Never mind how acutely broken my nerves got (it's over now, may God forgive me for all the ranting, keyboard smashing and the likes, I'm back calm and peaceful), I am willing to stick around here and show all the details of my compilations to fix this, if anyone can get us expert insight into this...

I see:
https://forums.grsecurity.net/viewtopic.php?f=3&t=3596
Construx has successfully installed 3.2.48 grsec-patched! I'm glad for him! Glad for you, Construx, if you're reading this!
But, I'cite what I wrote on my Debian post last night (link further above):
Anyways, I could probably install the stable 6 (six) or more months old kernel, but I'm a little despondent at the very fact that so old stuff seems to be the only option.

Anyway, no hurry here, wrong time of week...

[timbgo]

Here's how my, at the time of publishing: complete, posts end up referencing non-issue, made-wrong links:
viewtopic.php?f=3&t=3032&p=12873#p12873

I looked up my old post, because I wanted to give links to people like Construx, on deliberate hurdles in Debian distro against grsecurity, but I had to post the EDIT into the old post, and this is wasting my strength to no avail.

People who want freedom and who want to own your own lives, and not some overpowering minority of arrogant fools going against constitutions of their own states, which is the case for the US and our EU US-satellite states...

I can not emphasize enough how important for the best in computing, and that is GNU/Linux, Grsecurity/Pax is!

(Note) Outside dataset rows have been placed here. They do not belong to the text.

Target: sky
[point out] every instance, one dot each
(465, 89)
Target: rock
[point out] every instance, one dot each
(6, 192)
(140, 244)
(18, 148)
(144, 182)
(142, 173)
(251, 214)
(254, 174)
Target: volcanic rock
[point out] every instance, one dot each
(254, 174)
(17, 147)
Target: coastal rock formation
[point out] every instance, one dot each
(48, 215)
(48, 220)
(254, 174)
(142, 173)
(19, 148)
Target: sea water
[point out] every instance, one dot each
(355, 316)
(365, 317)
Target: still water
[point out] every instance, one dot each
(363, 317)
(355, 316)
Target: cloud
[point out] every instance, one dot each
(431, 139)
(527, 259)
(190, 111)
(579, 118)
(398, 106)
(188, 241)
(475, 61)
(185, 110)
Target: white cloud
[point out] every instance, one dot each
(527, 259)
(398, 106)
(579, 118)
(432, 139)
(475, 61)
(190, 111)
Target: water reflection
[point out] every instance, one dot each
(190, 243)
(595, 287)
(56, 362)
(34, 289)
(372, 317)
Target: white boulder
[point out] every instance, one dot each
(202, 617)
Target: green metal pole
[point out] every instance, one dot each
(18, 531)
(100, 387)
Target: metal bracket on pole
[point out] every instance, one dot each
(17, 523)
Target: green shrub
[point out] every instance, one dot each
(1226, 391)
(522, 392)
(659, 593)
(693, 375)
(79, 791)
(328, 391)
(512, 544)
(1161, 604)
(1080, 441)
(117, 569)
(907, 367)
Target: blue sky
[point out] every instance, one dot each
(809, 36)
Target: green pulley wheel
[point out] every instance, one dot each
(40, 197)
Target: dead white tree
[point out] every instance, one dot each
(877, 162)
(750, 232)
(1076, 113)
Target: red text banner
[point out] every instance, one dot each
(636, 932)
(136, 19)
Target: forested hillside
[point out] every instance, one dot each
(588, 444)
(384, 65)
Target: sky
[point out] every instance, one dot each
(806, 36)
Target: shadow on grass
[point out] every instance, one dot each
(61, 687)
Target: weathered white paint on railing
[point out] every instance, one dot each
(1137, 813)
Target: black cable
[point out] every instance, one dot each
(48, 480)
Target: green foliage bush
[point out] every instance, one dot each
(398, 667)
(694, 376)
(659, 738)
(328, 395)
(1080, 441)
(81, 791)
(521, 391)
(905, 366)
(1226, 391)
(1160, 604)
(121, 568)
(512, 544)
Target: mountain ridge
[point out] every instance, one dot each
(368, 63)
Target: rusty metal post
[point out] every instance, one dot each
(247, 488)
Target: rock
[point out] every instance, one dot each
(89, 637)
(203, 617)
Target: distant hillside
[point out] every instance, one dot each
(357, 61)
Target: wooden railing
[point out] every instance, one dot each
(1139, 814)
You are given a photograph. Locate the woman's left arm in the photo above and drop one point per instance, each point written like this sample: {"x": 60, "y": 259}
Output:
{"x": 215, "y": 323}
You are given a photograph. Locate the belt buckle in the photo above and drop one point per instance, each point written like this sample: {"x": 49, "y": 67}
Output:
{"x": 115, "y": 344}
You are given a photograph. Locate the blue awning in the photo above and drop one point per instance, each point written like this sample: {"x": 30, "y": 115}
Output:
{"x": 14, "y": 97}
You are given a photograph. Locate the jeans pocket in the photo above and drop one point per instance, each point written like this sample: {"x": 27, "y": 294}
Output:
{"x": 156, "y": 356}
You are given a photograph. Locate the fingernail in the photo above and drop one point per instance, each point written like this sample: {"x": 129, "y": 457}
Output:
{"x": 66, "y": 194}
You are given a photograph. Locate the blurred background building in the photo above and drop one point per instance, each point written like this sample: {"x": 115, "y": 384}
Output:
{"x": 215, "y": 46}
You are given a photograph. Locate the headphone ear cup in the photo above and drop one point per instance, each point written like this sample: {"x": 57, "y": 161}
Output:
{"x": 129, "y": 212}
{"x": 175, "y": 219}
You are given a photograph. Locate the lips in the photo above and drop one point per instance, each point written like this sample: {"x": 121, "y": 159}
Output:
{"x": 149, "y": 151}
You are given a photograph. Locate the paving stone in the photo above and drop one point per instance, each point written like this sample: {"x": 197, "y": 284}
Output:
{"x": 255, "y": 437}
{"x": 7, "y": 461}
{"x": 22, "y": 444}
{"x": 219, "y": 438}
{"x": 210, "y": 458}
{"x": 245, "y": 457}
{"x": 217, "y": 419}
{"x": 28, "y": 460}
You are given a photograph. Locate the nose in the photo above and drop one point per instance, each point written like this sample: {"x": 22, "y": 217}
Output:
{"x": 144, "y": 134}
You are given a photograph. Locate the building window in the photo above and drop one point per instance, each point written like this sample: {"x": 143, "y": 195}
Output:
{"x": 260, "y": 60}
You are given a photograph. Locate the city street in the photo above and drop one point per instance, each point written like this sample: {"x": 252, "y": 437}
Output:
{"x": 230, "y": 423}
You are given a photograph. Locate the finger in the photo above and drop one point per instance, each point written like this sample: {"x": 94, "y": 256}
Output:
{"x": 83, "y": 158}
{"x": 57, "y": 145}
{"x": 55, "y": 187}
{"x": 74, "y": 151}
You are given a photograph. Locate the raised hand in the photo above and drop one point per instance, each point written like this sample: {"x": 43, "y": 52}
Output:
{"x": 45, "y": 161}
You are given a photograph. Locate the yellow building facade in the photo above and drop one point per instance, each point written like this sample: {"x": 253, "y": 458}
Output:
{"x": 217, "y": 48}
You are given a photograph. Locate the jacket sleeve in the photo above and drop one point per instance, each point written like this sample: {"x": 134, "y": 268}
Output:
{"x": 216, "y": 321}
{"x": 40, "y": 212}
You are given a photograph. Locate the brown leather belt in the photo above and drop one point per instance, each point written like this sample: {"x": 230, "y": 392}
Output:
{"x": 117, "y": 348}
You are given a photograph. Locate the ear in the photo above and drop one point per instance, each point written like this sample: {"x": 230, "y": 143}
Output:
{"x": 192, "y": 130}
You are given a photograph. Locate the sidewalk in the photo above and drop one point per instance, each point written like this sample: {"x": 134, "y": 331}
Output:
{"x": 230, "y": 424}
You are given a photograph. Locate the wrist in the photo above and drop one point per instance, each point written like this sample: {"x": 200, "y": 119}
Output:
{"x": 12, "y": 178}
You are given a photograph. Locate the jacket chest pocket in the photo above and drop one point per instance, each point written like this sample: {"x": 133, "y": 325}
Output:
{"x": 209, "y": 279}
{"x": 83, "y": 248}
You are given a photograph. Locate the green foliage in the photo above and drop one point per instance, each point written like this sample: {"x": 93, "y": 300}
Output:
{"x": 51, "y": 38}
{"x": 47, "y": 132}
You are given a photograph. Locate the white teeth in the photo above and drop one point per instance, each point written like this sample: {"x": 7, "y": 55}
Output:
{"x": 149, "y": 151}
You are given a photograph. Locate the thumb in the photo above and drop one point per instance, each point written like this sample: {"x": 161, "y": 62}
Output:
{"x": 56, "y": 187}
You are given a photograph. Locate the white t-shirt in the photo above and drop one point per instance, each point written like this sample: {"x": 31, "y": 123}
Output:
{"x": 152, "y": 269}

Anyone who can, do something about it!

Debian developers, Christian Marillat can not be the sole honest developer left amongst you!

Pls., do something, Debian devs, about these vitriolisms that will ruin Debian completely if they are not curbed!

[timbgo]

I don't do things behind people's back:
http://forums.debian.net/viewtopic.php?f=5&t=105549&p=504746#p504746

Ah, this is some SHA256, just in case:
c08db3fb174ac6df9da7ca4dfd8617e03c47a6c9dd7997b54d5a90ab5941e1ee

[timbgo]

Grsecurity/Pax kernel compilation, and things Grsecurity, have actually in this thread, and with the testing grsecurity branch, been solved rather quickly.

What I have struggled with, and seem to have solved, is initramfs issues in Debian.

(I am running: 3.9.8-grsec-130706 kernel on one, and am confident will run equivalent on the other of my two Debian systems.)

So whoever needs to find solution if they run into same or similar issues as I did, the rest of the story of getting Debian testing branch with the testing branch (which may be not the latest testing branch at this time) of Grsecurity/Pax, go the the already referenced Debian Forums thread of mine, where I'll post, next, how I solved the initramfs issue that kept me with no-boot kernel 3.9.8 for a few days.
OTOH, I would like to try and contribute more here, modestly according to my means, so I'll try and keep up with the testing branche, but I can not do it just yet.
Rather, hopefully if I survive different problems in my life that all hold heavy sway and pressure on me, not the more difficult one among them being keeping up with my understanding and use of GNU/Linux... in week(s) or more time from now.
Really appreciate these great programs!